Mysql – Best practice design when expecting large data in a table

database-designMySQL

I have come across a way that kind of works for me, and was just wondering if it would have any side effects, or, if I'm just thinking about this the wrong way.

I first had this idea when I was building a relatively simple location database. It would hold a table of 249 countries, and a table of 143000 cities with their longitude and latitude.
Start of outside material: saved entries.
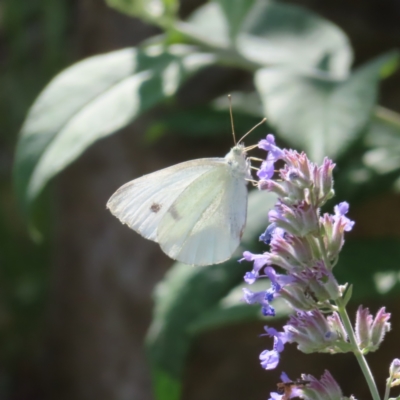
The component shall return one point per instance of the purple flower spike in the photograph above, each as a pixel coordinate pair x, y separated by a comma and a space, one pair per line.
269, 359
274, 154
340, 211
371, 331
263, 298
269, 145
324, 389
--------------------------
-         Country        -
--------------------------
-   id  -    name        -
--------------------------
-    1  -   England      -
-    2  -    Wales       -
--------------------------

-----------------------------------------------------------
-                City                                     -
-----------------------------------------------------------
- id -     name   -      lng    -    lat     - COUNTRY_id -
-----------------------------------------------------------
-  1 -  London    -  -0.127758  - 51.507351  -    1       -
-  2 - Canterbury -   1.078909  - 51.280233  -    1       -
-----------------------------------------------------------

Now, when I was using the Haversine equation to find the closest city given a longitude and latitude, it would only do about 10 results per second. My thought behind this was because it had to do this calculation on 143000 cities …
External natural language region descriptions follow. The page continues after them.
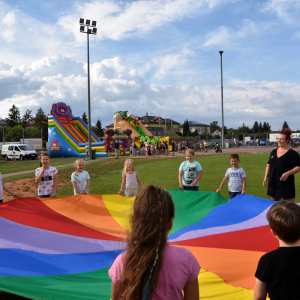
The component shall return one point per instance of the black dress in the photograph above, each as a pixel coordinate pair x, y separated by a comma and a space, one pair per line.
280, 269
278, 166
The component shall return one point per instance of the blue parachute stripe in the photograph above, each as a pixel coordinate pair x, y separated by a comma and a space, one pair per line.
15, 262
237, 210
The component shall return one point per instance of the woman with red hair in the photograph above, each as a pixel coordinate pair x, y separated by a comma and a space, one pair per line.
281, 167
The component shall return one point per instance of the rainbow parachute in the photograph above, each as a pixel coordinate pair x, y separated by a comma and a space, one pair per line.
63, 248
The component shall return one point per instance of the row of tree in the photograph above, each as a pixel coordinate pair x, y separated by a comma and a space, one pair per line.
257, 128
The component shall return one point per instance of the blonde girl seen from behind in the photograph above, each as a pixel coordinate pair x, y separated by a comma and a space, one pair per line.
150, 268
130, 180
80, 178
So, instead of go out and buy a supercomputer to do these calculations, I thought I could narrow down which cities it had to do the calculations on.

I done this by basically dividing the world into 2448 grid squares, and putting those cities in a table of their own, effectively now having 2448 tables. I then use PHP to find which grid square the given longitude and latitude resides in, and then query that table, and it's surrounding 'grid squares', or tables.
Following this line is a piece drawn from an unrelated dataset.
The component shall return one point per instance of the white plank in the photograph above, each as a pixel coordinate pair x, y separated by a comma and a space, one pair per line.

This resulted in a 10 fold speed increase, returning over 100 results per second.

I was wondering if the same concept could be used in say, a user database, where the tables may be split depending on the first 2 characters of the persons username. So, if you had 1,000,000 users, (And they were only allowed a-Z for their usernames), you could effectively have these spanned over 676 tables, averging about 1500 users per table, and then increasing the speed at which a user could log on?

Ha … Notice the question mark at the end …

So, I'm expecting a lot of 'Nope … Thats just wrong' … But I kinda want to know if my brains just having a stupid week, or if someone has seen something along these lines.

Best Answer

Yes, the same concept could be used. What you have done is re-implement table partition, but in user space. Most industrial-strength RDBMSs will have this built in. The provided functionality often includes additional abilities, such as efficiently adding and removing partitions at run time without applicaiton changes. By choosing to roll your own you miss out on these additional features. Additionally you complicate some things, such as surrogate ID uniqueness checking, aggregate queries across your whole user community and DRI referencing the "user" table.

Be aware that your sub-tables are very unlikely to be well balanced. There aren't many Mr. Aardvark or Ms. Zymology in the world but a lot of Smiths and Jones.

The reason key lookups are faster on smaller tables is because the indexes have fewer levels, assuming you have B-Tree indexes. Therefore the DBMS has to read fewer pages to get from the index's root node to its leaf & data pages. The index on your 676 sub-tables is likely to be only one or two levels deep and so incur only one or two page reads to read a key's row. In contrast a full B-Tree built on 1M rows may be three or four levels deep and require that many page reads per lookup. Built-in partitioning can give you similar benefits if you define your index as partitioned, too.

This is a good reason to keep your index keys compact, if you have a choice. For example, if your user name is 30 characters long this will take 30 bytes to store and you will get a certain number on a page. If instead you calculate an integer hash (4 bytes) of the user name and index that, there will be 30/4 = 7-ish times more rows per index page and the index will likely have fewer levels. (Of course you will have to account for potential hash collisions.) Similarly limiting the amount of free space you have in the index to allow for inserts will help increase density.